What you see isn’t really what you get in the nebula, though. The visible portion is just a cavity in the side of a much larger dark complex of gas and dust called the Orion Molecular Cloud. This is cold material, so it doesn’t shine in visible light. Massive stars born near the edge of Earth-facing side of the OMC are incredibly luminous, and their fierce ultraviolet light has heated the gas around them. The gas expanded, and popped through the side of the cloud like a blister (I know, ewww, but bear with me).
All that wispy gas we see is inside that cavity. But the stars still shine, and still blast out ultraviolet light. That light travels easily through the hot gas making up the Orion Nebula but is stopped by the denser material of the Orion Molecular Cloud. As it’s absorbed, the molecules in the cloud get ripped apart. This creates a boundary region, a fuzzy borderland between the hot thin gas and the cold dense dust/gas cloud.
This material glows at many wavelengths of light, but it’s been difficult to study at some radio wavelengths because telescopes have lacked the resolution, the sharp eyesight if you will, to discern what’s going on at the border. But the new Atacama Large Millimeter/submillimeter Array, or ALMA, uses the combined might of many radio telescopes to peer more closely into the sky, and now astronomers have taken a good look at that region.
They observed what’s called the Orion Bar—a region of the cavity where we’re looking down into the blister along an edge, like peering down into a bowl. This area is where the onslaught of UV light is absorbed by the dense cloud, and can be used to test our understanding of the physics there.
What they found is a little surprising. The expectation was that the hot gas and bright UV light would eat away at the denser material slowly, creating dense knots of material surrounded by hotter material. Instead, the ALMA data showed the transition region was much narrower, with ridges of dense material right at the boundary. This implies things are happening there much more dynamically, with the hotter, thinner gas slamming hard into denser stuff as it expands away from the stars.
I was interested to read that the individual ridges and lumps are quite tiny, with only 0.005 times the mass of the Sun. That’s far too small for their own gravity to make them collapse, so it’s unlikely that stars will be born right there. The clumps need to be much larger to have their gravity compress them sufficiently to form stars.
I know this sounds a bit esoteric, but it’s important. Billions of stars form in molecular clouds like these across the galaxy, including, most likely, our own Sun. It’s possible we were born in such a chaotic nursery, seeded from material between the stars, and the actual birth perhaps induced by a collision between two clouds, or compression from the winds from a nearby dying star.
Understanding these complex volumes of space is, literally, understanding how we came to be. What can be more important than that?
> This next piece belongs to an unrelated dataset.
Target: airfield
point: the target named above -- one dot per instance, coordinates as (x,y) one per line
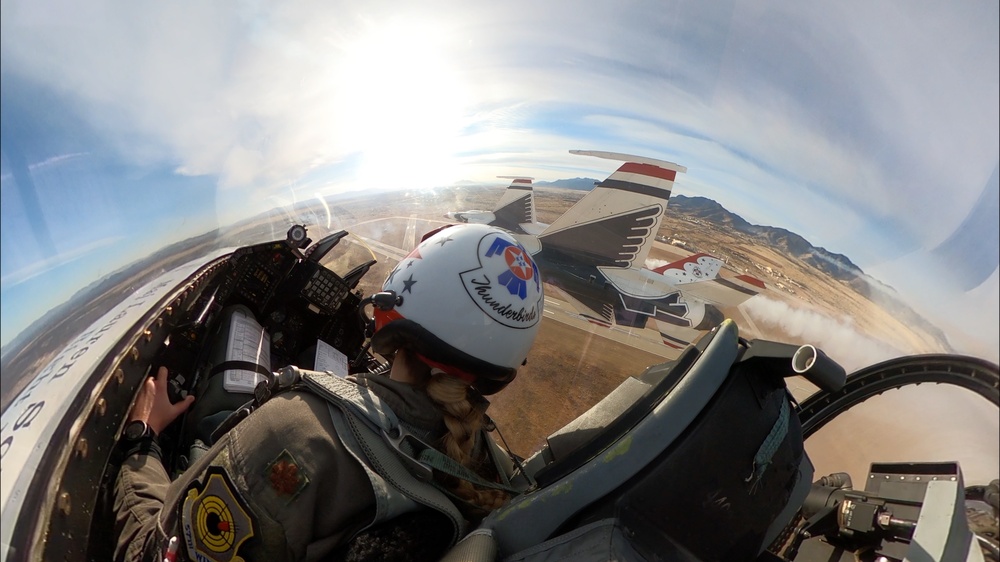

Alexander Pope wrote that “the proper study of Mankind is Man,” but I have always felt that the proper study of humanity is the Universe. We are, after all, a part of it, and studying it is studying ourselves. And when it is as mind-expanding, as amazing, and as lovely as the Orion Nebula and the cosmic building materials therein, how can we resist?
So go, wondrous creature, and mount where science guides!